WhyNoDonuts

Anybody can google something and find a gem of a source like spaceanswers.com like you did. It's surprising, however, that your post referring to a "TV camera" problem with the sun,, a totally different technology altogether, was upvoted so heavily despite its irrelevance. Nice little joke there to try to distract from the matter at hand (in the spaz-approved fashion seen oon another website.)

Still-photo cameras on the moon used film and controlled its exposure through an aperture, and I'm interested in how that happened in space when the intense power of the sun was included in the frame. For your sake, maybe I should've tagged serious on there. I'm just legitimately interested in the subject.

qwop

When you don't have an atmosphere the light will be very harsh and direct. In space the sun would look mostly white, because it emits light in the full spectrum.

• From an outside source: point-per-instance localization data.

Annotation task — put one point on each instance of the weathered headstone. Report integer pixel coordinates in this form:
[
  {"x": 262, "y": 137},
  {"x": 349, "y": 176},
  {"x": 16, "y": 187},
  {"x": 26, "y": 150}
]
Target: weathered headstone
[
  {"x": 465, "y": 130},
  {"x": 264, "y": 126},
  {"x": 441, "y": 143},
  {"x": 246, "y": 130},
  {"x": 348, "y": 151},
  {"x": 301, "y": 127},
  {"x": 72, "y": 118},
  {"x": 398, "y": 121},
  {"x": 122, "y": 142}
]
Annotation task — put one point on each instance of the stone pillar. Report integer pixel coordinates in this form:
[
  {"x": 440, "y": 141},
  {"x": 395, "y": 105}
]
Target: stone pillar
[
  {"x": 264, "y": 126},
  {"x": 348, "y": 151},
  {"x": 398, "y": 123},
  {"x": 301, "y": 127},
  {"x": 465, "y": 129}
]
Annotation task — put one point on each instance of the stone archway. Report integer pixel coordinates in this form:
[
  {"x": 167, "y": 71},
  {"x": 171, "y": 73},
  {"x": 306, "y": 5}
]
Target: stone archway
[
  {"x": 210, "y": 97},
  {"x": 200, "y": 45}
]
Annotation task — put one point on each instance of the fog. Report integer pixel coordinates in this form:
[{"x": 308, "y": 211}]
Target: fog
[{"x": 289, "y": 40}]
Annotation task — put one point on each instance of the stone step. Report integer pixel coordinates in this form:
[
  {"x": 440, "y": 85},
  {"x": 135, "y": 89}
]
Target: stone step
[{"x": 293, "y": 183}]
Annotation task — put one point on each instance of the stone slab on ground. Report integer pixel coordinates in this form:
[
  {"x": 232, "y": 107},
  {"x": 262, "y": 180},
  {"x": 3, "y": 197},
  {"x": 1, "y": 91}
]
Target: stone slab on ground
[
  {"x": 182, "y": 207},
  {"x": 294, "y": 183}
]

Invisible radiation is not converted to visible light. It will remain invisible and some of it will be dangerous to humans. For example our ozone layer protects us from UV light, which is invisible, but will burn your skin on direct exposure.

WhyNoDonuts

This is what I'm thinking,, except I was wondering if any visible light can be viewed from the sun outside an atmosphere. Is the sun emitting visible light,, or is it emitting radiation in the invisible spectrum only,, of which a part of it is refracted by our atmosphere as light instead of an invisible microwave? Cameras could use the radiation to create an image (didn't we discover atomic test radiation affecting film in 50s?), but I was looking for distortion or blurring that might indicate radiation beyond the light source. I don't know what I'm looking for besides inconsistency.

blackguard19

Apollo 16, like all Apollo missions, was a staged hoax. Come on, this is a conspiracy forum.

strix-varia

The question should be, is there is photo of the earth other than the ONE that nasa has been showing to humanity for going on 30 years. The same photo over and over and over again. No, it's because they don't have one and no, it's because the photos you are seeing of the cosmos are artist rendered photos. People actually believe everything that nasa puts out.

qwop

First. I challenge you to do some trigonometry and basic maths to calculate how you propose one would take a photo of the earth. Especially take into consideration these things:

  1. What field of view does the camera need to have?
  2. How close or far do you need to be from the earth with respect to the field of view of the camera? What is the field of view vs. distance equation?
  3. Sending space probes out into space with cameras is expensive. Can you think of any reason a wide field view camera might be useless in space, just to take one photo of the earth?
  4. In which situation is a wide-field camera actually useful (it has something to do with weather)? Are there any photos of the earth from such satellites?
  5. What is the cost vs. distance from earth for a satellite? How far do you need to be to image the earth properly? How wide does the camera need to be at this distance? Which orbits are actually commercially useful for satellite operation, and why?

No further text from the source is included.